Likewise, the High Court expressed that the Suit was time-banished as it ought to have been documented inside 2 years as per Article 36 of the Limitation Act, 1908, however was recorded following 2 years, 11 months and 15 days. The Supreme Court decided that this case ought not simply be restricted to the limited extent of Article 36, all things considered, Article 120 will be applied and a Suit can be recorded within 6 years. The time contemplated for recording the Suit ought not to be assessed from the date when the development of the Dam started however from when the mishap occurred. The court likewise cited that the litigant can’t guarantee harm from the day when the development started because according to Torts Law, a case for remuneration must be made after the injury has been caused.

The court additionally had the effect between impropriety, non-feasance and misfeasance quite clear. Wrongdoing and non-feasance acquire rationale, goal and vindictiveness. Wrongdoing and misfeasance fundamentally import expectation, information and noxiousness; thusly, they may not be appropriate in each tortious obligation emerging out of infringement of public obligations. Evil doing or sick lead hypothesizes something more than simple commission or exclusion. Then again, Non-feasance is the exclusion to release an obligation, yet the oversight to bring about activity in misdeeds should have one out of malignance or dishonesty. Subsequently, Misfeasance, Malfeasance and Non-feasance would just apply in specific situations where either the officials of the State are at risk not just for penetrating of care and obligation, it ought to likewise be upheld by vindictiveness or dishonesty. In this specific case, even though there was carelessness concerning the State and its Officials in the development of the Dam, the terms Misfeasance, Malfeasance and Non-Feasance would not be proper to fit for this situation as they import more extensive implications.

Fourthly, The Bench didn’t think about the proportion of the instance of Rylands v. Fletcher however offered inclination to the standard created by American Courts on trench breaks and applied the rule of ‘flaw obligation, which was additionally very clear from the conditions.
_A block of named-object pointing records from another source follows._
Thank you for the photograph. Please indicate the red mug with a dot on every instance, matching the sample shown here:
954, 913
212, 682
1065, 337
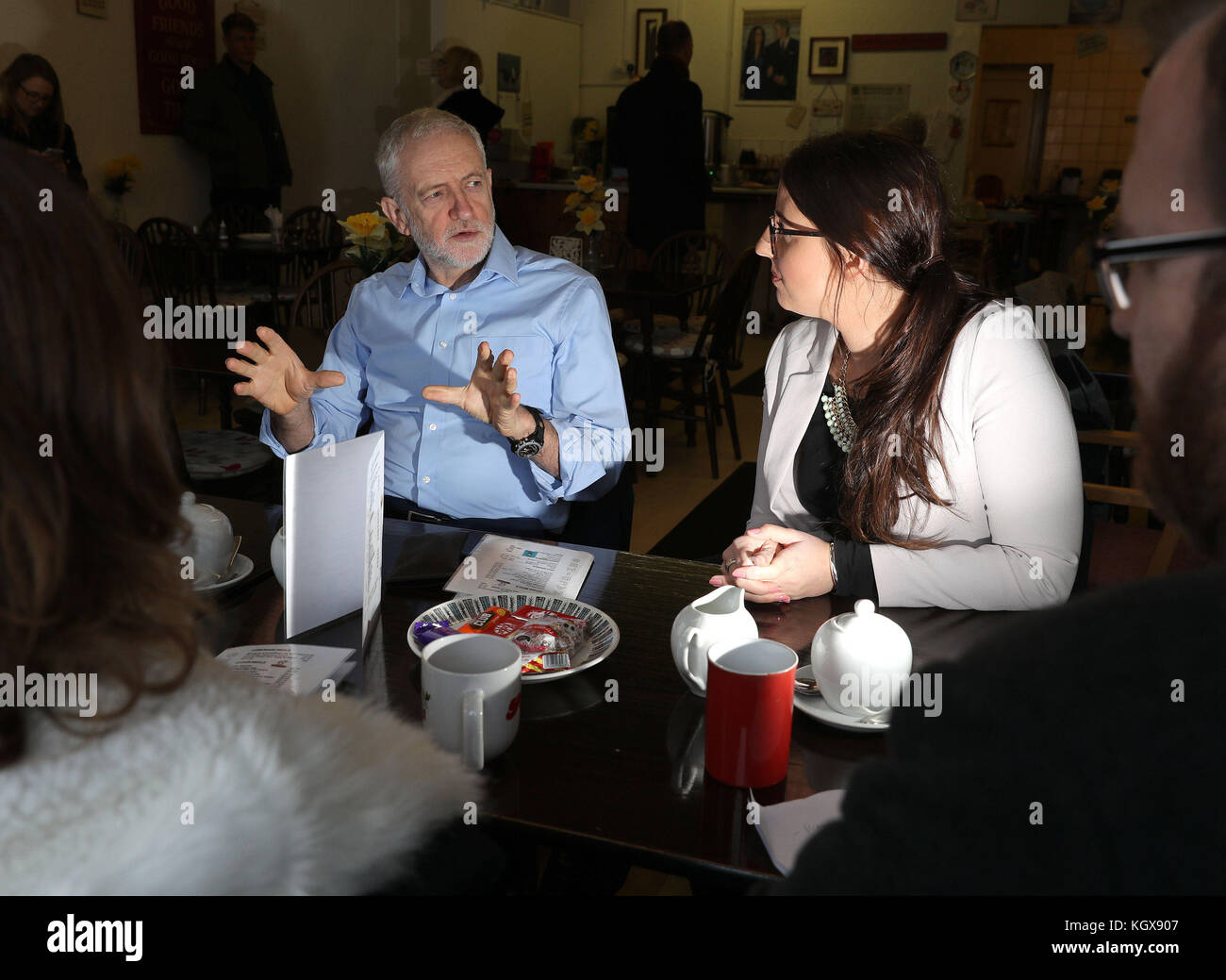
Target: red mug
749, 689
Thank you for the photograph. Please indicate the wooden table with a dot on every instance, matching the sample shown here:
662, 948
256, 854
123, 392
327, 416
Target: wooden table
611, 756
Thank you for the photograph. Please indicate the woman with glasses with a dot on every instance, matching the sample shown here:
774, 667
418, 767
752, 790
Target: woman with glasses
918, 448
32, 114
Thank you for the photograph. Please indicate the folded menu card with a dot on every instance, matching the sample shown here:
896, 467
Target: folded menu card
290, 666
504, 564
785, 828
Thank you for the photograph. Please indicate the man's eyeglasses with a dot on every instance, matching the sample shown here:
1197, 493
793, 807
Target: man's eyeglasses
777, 229
1114, 260
36, 96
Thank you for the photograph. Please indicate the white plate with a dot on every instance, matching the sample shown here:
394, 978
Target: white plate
240, 571
604, 634
814, 706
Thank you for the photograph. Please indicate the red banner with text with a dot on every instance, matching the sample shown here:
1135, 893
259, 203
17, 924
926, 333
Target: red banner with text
171, 36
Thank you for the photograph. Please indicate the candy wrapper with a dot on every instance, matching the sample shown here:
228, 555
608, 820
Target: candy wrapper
547, 640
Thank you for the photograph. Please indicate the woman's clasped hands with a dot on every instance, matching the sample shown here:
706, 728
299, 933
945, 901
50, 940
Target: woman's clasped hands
776, 564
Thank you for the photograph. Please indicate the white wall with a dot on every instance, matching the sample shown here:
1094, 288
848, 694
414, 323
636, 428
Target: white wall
341, 73
550, 58
609, 36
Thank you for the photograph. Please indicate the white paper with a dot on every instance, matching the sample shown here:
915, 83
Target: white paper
334, 513
505, 564
290, 666
785, 828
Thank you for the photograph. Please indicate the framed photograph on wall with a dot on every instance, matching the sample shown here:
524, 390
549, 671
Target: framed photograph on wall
770, 54
976, 10
828, 57
648, 25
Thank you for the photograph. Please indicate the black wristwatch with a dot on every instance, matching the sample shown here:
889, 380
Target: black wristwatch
534, 441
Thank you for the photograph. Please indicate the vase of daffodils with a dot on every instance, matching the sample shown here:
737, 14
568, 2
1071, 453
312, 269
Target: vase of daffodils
587, 204
374, 244
118, 179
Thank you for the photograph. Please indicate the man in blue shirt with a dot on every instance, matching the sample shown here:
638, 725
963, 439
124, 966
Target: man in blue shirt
425, 352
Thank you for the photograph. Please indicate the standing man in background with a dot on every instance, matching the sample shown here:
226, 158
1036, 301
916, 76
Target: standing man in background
231, 118
657, 136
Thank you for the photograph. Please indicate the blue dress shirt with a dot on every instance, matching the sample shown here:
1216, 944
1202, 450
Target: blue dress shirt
404, 331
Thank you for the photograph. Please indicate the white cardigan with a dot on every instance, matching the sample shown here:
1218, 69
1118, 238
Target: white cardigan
290, 795
1013, 536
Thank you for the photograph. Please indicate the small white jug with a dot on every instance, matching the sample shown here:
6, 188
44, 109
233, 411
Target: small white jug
716, 617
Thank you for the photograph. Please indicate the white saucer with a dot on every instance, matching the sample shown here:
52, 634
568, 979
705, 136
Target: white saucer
240, 571
814, 706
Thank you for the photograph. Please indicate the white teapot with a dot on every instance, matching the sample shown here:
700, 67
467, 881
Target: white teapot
861, 660
716, 617
208, 545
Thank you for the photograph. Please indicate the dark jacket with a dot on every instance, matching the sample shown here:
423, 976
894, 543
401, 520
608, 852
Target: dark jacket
1106, 713
41, 135
657, 136
232, 119
477, 110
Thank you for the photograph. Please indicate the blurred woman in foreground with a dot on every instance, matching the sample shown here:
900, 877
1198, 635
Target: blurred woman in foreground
189, 778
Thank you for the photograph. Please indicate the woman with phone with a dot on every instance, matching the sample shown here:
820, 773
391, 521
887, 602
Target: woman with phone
32, 114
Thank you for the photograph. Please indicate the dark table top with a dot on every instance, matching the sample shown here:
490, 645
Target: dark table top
616, 764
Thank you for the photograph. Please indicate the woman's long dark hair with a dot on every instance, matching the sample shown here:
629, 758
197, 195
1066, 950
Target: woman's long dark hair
89, 496
32, 66
882, 198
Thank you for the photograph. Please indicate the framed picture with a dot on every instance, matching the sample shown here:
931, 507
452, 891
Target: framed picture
770, 54
828, 57
648, 25
507, 73
1001, 117
1095, 11
976, 10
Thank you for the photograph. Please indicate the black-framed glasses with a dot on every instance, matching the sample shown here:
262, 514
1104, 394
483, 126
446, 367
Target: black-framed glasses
36, 96
776, 229
1114, 259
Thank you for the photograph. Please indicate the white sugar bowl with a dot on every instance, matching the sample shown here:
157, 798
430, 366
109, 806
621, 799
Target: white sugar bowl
861, 660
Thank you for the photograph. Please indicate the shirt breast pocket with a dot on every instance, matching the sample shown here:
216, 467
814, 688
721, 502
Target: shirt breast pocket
532, 363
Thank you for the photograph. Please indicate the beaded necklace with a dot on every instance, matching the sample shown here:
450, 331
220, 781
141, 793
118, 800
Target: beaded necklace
837, 411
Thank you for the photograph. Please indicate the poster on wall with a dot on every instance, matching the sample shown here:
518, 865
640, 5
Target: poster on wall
870, 106
770, 54
167, 41
1095, 11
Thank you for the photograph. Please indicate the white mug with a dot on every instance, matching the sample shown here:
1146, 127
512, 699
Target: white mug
471, 694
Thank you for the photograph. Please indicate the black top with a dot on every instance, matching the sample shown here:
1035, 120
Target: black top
477, 110
41, 135
820, 466
657, 136
1077, 752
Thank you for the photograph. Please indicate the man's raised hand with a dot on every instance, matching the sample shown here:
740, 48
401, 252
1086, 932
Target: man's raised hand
277, 379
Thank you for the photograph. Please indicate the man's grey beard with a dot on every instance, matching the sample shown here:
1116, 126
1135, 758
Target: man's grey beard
440, 253
1189, 400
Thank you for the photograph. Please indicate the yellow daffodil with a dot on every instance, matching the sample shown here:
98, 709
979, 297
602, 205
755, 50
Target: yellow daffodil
364, 224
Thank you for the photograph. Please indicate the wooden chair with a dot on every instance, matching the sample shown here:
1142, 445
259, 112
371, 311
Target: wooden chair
131, 250
1160, 560
677, 364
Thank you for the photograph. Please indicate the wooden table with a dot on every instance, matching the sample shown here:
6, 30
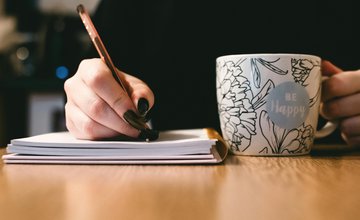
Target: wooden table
323, 185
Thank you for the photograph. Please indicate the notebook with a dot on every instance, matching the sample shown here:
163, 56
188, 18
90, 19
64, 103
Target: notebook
186, 146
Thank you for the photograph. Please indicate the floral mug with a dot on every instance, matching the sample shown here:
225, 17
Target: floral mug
268, 104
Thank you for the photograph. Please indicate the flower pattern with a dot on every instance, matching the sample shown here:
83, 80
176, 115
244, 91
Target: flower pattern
284, 141
239, 99
235, 107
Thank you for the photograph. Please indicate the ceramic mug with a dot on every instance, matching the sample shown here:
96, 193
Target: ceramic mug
269, 103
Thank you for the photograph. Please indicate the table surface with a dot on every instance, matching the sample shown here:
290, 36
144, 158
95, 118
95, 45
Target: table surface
322, 185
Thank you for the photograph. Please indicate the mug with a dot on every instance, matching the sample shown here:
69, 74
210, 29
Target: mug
268, 104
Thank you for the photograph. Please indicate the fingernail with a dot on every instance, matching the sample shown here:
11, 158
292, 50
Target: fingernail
143, 106
148, 134
134, 120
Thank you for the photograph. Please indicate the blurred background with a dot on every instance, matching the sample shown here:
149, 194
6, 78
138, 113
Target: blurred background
41, 42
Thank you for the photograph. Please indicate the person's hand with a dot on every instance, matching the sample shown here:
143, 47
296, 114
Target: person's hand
341, 97
97, 107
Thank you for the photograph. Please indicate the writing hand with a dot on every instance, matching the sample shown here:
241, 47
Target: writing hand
97, 107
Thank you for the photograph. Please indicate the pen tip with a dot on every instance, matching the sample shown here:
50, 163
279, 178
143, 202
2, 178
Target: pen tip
80, 8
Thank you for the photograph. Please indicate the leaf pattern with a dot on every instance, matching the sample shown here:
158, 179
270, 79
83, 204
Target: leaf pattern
238, 106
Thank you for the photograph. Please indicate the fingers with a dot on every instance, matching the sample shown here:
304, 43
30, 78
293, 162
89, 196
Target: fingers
95, 109
140, 94
98, 107
343, 107
350, 130
329, 69
83, 127
343, 84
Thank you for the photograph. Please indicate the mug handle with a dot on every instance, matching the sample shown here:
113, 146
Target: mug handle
327, 129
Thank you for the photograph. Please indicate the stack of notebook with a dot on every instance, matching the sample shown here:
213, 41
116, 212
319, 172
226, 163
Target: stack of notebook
193, 146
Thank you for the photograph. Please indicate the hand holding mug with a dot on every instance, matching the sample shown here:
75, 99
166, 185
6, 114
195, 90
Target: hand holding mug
341, 100
269, 103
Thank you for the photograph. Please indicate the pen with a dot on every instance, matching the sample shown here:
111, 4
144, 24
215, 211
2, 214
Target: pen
132, 118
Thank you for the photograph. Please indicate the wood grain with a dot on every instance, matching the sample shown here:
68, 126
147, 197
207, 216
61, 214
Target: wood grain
318, 186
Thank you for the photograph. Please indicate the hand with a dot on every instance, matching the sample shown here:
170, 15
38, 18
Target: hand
97, 106
341, 97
Thus, the perspective on the High Court that the standard of exacting obligation, which was changed on account of State of Punjab v. Present-day Cultivators, doesn’t matter to the current case. Exacting Liability and Faulty Liability don’t go together.
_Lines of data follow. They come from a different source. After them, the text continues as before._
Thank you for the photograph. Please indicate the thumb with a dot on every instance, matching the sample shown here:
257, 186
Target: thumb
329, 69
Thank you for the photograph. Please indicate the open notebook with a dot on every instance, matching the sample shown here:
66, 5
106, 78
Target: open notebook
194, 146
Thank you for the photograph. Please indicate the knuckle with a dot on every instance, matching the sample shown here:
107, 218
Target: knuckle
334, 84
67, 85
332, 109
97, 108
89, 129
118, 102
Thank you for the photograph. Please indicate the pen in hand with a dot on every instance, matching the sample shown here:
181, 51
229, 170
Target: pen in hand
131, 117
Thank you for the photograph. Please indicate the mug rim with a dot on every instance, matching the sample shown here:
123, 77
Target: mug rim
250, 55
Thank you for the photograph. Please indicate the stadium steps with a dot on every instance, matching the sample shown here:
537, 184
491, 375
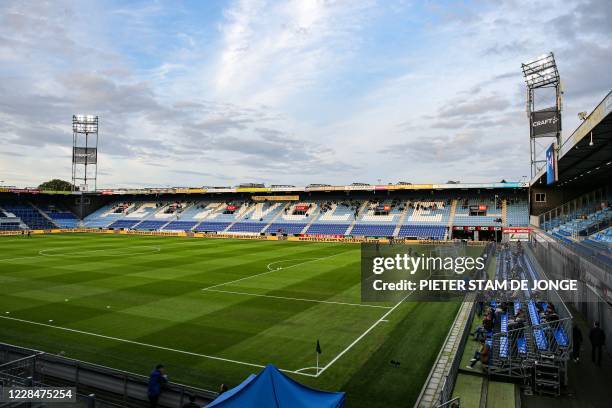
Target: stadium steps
359, 213
229, 227
312, 217
44, 214
398, 227
451, 216
287, 205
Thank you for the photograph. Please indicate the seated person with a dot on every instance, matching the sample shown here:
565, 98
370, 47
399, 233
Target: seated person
482, 355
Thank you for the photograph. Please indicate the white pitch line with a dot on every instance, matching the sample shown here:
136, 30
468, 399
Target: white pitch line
365, 333
273, 270
147, 345
298, 299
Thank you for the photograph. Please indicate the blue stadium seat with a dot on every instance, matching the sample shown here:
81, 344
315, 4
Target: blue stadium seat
327, 229
285, 228
254, 227
211, 226
373, 230
180, 225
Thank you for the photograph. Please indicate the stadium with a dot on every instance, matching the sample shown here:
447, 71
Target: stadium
255, 294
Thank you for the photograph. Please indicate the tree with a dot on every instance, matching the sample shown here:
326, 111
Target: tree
55, 185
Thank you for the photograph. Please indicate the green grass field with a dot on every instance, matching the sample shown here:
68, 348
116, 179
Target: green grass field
214, 311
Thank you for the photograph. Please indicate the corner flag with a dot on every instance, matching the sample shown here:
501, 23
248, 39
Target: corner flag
318, 352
In the middle of Strict Liability and Fault Liability, there may be different conditions in which one gathering is qualified to sue for harm. Even though the dam was being worked for the local area, it was a fundamental capacity and the utilization of land or water was not a demonstration of the non-regular client. Yet, this doesn’t vindicate the State’s duty towards its residents for such infringement which bring about harm or wounds. The central matter of concern is the injury and not how it was caused. On the off chance that the reason for misfortune or harm is the disappointment of obligation, either broad or explicit, the activity under Tort Law comes into the spotlight.
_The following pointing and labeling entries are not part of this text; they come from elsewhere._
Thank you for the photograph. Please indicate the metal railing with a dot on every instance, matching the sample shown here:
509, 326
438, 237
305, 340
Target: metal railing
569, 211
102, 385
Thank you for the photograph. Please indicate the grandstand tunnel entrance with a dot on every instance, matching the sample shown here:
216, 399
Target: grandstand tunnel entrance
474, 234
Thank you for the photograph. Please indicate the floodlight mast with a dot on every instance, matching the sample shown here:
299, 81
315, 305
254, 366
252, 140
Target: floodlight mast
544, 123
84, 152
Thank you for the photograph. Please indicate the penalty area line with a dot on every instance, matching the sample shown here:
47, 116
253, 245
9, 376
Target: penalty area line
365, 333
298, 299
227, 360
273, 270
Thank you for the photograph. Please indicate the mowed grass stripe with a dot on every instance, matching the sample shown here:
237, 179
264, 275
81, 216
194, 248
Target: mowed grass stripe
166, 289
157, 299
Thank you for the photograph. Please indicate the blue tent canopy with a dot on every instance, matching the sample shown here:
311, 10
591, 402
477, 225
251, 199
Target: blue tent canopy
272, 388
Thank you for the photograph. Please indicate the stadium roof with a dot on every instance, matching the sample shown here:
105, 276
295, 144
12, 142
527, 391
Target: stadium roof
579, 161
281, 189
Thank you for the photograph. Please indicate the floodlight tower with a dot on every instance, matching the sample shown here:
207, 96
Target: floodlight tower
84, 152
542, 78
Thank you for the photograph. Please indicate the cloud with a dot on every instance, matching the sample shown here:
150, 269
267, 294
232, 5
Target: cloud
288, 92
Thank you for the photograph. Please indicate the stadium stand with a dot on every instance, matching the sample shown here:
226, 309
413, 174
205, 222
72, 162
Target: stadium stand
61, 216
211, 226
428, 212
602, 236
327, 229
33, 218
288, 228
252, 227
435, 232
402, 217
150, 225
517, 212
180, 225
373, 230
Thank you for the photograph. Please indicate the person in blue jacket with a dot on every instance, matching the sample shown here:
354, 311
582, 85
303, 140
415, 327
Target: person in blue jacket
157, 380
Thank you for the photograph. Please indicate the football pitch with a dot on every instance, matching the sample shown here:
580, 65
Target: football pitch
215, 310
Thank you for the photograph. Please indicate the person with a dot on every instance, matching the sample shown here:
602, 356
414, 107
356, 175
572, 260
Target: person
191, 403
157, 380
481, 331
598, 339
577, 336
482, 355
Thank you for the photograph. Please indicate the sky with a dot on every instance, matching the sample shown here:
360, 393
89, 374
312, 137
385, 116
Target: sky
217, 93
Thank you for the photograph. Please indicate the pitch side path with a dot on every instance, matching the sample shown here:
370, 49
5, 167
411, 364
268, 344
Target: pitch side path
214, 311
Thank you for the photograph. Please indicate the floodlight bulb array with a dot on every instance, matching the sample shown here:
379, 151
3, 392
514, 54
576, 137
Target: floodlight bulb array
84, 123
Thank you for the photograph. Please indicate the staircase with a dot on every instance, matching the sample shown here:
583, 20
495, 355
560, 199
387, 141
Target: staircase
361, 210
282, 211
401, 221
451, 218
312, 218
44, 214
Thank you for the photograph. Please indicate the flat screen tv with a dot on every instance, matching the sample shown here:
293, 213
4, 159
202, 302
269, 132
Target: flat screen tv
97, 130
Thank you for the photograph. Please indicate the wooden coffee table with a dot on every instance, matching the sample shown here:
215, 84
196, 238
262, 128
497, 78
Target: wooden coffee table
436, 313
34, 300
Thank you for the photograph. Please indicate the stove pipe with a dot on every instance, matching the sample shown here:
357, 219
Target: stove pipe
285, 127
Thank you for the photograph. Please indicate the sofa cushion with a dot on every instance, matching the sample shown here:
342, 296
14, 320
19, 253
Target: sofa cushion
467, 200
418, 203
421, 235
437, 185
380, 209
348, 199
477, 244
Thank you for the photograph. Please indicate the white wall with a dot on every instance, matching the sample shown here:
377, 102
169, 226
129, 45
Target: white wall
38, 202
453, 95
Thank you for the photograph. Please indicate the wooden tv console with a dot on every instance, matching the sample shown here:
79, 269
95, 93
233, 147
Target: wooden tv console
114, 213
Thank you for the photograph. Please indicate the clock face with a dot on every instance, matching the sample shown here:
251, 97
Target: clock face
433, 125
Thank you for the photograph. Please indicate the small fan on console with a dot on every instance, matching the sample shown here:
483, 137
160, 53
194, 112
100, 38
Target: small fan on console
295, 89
Consequently, the allure was fruitful. The court granted Rs. 1,58,735 alongside three premium sections of 6%, 9%, and 12% up to January 1993.

According to Justice R.M. Sahai, the fundamental thought of the Law of Torts is established and in light of the ethical point that nobody has the privilege to harm or damage somebody purposefully or even guiltlessly. Thusly, it would be a slip-up for the Court to disregard the carelessness of the State and empty the Appellant of his right of the case of pay.


The Law of Tort is enormously affected by the socio, monetary and political changes of the general public. This law is an aftereffect of association among law and ethical quality. The remuneration was important to give to the appealing party for this situation else it would have made more prominent unfairness to him. An everyday person, in a non-industrial nation, will think that it’s an enormous assignment to organize the court charges and not be given equity because the state acted carelessly while doing the government assistance of the residents and thus, he ought to be given equity. Thusly, it ought not to be inflexibly applied in careless cases; rather there ought to be the more noteworthy degree to incorporate evolving society.